Research Projects

Projects are posted below; new projects will continue to be posted through February. To learn more about the type of research conducted by undergraduates, view the 2018 Research Symposium Abstracts.

2019 projects will continue to be posted through January!

This is a list of research projects that may have opportunities for undergraduate students. Please note that it is not a complete list of every SURF project. Undergraduates will discover other projects when talking directly to Purdue faculty.

You can browse all the projects on the list or view only projects in the following categories:

Computer Engineering and Computer Science

 

Active Learning: Choosing the Right Data for Machine Learning

Research categories:  Computer Engineering and Computer Science
School/Dept.: Electrical and Computer Engineering
Professor: Yung-Hsiang Lu
Preferred major(s): Computer Engineering, Computer Science, Electrical Engineering, Computer and Information Technology
Desired experience:   Computer Programming

Machine learning can be classified into different categories. One is called supervised learning: each piece of data is associated with a correct answer (also called label). Since machine learning is not perfect, labeling usually needs human efforts and can be very expensive. Another type of learning is unsupervised learning: there is no correct answer and this is frequently used in clustering data into groups. Active learning is somewhat in between. Unsupervised learning is used to cluster data and identify the data that is distinct and should be labeled.

This project will use public datasets of images (or videos) as the foundation for training machine models (supervised learning). Then, new data is clustered to discover which should be labeled. This is part of the CAM2 (Continuous Analysis of Many CAMeras). CAM2 discovers, retrieves, and analyzes vast amounts of real-time data from worldwide network cameras.

More information: https://www.cam2project.net/

 

Applications of Deep Reinforcement Learning

Research categories:  Computer Engineering and Computer Science
School/Dept.: IE
Professor: Vaneet Aggarwal
Preferred major(s): CS, EE, Math, Stats

Reinforcement learning refers to goal-oriented algorithms, which learn how to attain a complex objective (goal) or maximize along a particular dimension over many steps; for example, maximize the points won in a game over many moves. Our group is involved in coming up with fundamental algorithms for many aspects in reinforcement learning, and applying them to problems in social networks and transportation.

 

Building Computer Systems Software for AI and IoT

Research categories:  Computer Engineering and Computer Science
School/Dept.: ECE
Professor: Felix Lin
Preferred major(s): ECE or CS
Desired experience:   Enthusiasm in programming, exploring, and building.

While the mobile computers are still flourishing, we are quickly embracing a variety of new computing paradigms -- wearables, IoT, and VR headsets, just to name a few. They challenge the way we design and build computer software today. In this project, you will be involved in redefining systems software to make computers smarter, faster and cooler. This project will give you a lot of fun in hacking Linux, frameworks, and various modern hardware.

Underrepresented minority students are particularly encouraged to apply.

More information: http://xsel.rocks

 

Building Software for Environmental Modeling

Research categories:  Agricultural, Computer Engineering and Computer Science, Environmental Science, Other
School/Dept.: Agricultural and Biological Engineering
Professor: Dharmendra Saraswat
Preferred major(s): Agricultural Engineering , Civil Engineering, Computer Science or related disciplines
Desired experience:   Programming skills in any language with some experience in frontend and backend web development is desired.

Agricultural and Biological Engineering Department has contributed several tools for environmental modeling community. It is a challenge to review and understand old codes with minimum documentation. This project involves modernizing an environmental modeling software written primarily in Perl. In this project, the SURF student will first assess the current application, create a plan for the new iteration in collaboration with the project supervisor, get a head start on developing the new application and document the process.

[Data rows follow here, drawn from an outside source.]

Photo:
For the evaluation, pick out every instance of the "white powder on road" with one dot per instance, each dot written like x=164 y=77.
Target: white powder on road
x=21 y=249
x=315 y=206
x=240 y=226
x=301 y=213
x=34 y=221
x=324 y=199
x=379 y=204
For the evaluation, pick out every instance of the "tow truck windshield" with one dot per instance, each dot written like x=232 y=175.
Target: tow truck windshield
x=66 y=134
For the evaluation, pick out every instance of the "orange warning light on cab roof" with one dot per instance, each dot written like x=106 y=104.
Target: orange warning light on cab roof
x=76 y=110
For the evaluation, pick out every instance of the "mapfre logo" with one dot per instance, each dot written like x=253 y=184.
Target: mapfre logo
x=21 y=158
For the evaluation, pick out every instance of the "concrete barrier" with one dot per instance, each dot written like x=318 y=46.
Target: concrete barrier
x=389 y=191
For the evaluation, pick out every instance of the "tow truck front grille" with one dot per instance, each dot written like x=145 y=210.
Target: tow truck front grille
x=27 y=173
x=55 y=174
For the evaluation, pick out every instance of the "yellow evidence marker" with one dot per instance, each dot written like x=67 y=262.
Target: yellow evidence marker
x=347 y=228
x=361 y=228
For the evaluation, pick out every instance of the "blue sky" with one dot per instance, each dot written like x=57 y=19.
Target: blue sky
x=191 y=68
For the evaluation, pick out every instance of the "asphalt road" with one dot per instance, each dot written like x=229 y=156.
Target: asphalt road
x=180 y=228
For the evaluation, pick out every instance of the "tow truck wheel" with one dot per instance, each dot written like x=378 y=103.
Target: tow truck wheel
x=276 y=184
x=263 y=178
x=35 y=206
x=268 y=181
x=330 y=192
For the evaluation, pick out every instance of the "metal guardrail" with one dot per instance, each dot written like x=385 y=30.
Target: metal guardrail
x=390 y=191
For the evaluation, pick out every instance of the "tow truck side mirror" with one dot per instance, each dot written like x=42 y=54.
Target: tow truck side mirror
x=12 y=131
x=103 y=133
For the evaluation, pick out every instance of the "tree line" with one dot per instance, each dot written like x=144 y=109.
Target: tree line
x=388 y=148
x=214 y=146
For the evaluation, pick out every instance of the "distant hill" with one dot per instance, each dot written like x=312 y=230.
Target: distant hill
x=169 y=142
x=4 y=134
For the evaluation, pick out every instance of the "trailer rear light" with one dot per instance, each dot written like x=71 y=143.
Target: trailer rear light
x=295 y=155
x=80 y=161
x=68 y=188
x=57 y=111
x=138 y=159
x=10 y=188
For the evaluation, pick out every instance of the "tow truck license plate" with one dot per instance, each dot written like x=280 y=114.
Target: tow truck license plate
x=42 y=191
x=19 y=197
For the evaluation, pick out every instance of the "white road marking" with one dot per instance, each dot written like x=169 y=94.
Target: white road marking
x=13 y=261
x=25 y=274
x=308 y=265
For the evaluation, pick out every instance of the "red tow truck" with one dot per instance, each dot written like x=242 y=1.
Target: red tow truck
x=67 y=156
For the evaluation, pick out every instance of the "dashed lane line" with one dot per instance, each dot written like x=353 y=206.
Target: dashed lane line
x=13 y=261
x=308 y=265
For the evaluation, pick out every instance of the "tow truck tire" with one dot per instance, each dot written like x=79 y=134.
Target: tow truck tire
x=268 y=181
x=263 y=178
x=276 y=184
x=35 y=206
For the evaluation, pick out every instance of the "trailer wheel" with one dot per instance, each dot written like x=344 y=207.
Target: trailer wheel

The SURF student will work with a staff programmer.

 

Data Visualization and Analysis for IoT Based Smart Irrigation System

Research categories:  Agricultural, Civil and Construction, Computer Engineering and Computer Science, Environmental Science, Other
School/Dept.: Agricultural and Biological Engineering
Professor: Dharmendra Saraswat
Preferred major(s): Agricultural Engineering, Civil Engineering, Environmental Engineering, Computer Science or related disciplines
Desired experience:   Programming skills in any language with some experience in statistics is desired.

It is reported that currently almost 33 percent of the global population is affected by water scarcity and by 2030, this figure is expected to climb up to almost 50 percent. Around 60 percent of the water used for irrigation is wasted, either due to evapotranspiration, land runoff, or simply inefficient, primitive irrigation application methods. This realization has brought attention to smart irrigation – powered by the internet of things (IoTs) – that can be a better way of managing water stress on a global basis. In this project, the SURF student will customize commercially available software to analyze and visualize data, perform calculations/combine new data, run time-based calculations, plot functions for visual understanding and perform sophisticated analysis by combining data from several field nodes. The SURF student will work with Project Supervisor and a staff programmer.

 

Geodesic convolution with various applications in 3D data analysis

Research categories:  Computational/Mathematical, Computer Engineering and Computer Science, Mechanical Engineering
School/Dept.: Mechanical Engineering
Professor: Min Liu
Preferred major(s): ME, ECE, CS
Desired experience:   python, c++ code, experience with convolutional neural networks

The scope this project is to explore the mechanics of geodesic convolution (in contrast to the standard Euclidean space convolution) for deep neural networks. The objective is to research for a more efficient, robust and shape-aware filter to support various applications for 3D vision data analysis, E.g. Autonomous CAR, robot navigation, and Augmented realities.

 

Human Body Communication

Research categories:  Bioscience/Biomedical, Computer Engineering and Computer Science, Electronics
School/Dept.: ECE
Professor: Shreyas Sen
Preferred major(s): ECE, BME

The student will work on theory and device design related to using the human body as a communication medium to improve Healthcare and HCI.

 

Human Factors Considerations: Older Adults and Autonomous Vehicle Systems

Research categories:  Computer Engineering and Computer Science, Industrial Engineering, Innovative Technology/Design
School/Dept.: Industrial Engineering
Professor: Brandon Pitts
Preferred major(s): Industrial Engineering
Desired experience:   Human Factors, Matlab, Transportation, some experience in statistics, some computer programming experience (in any language)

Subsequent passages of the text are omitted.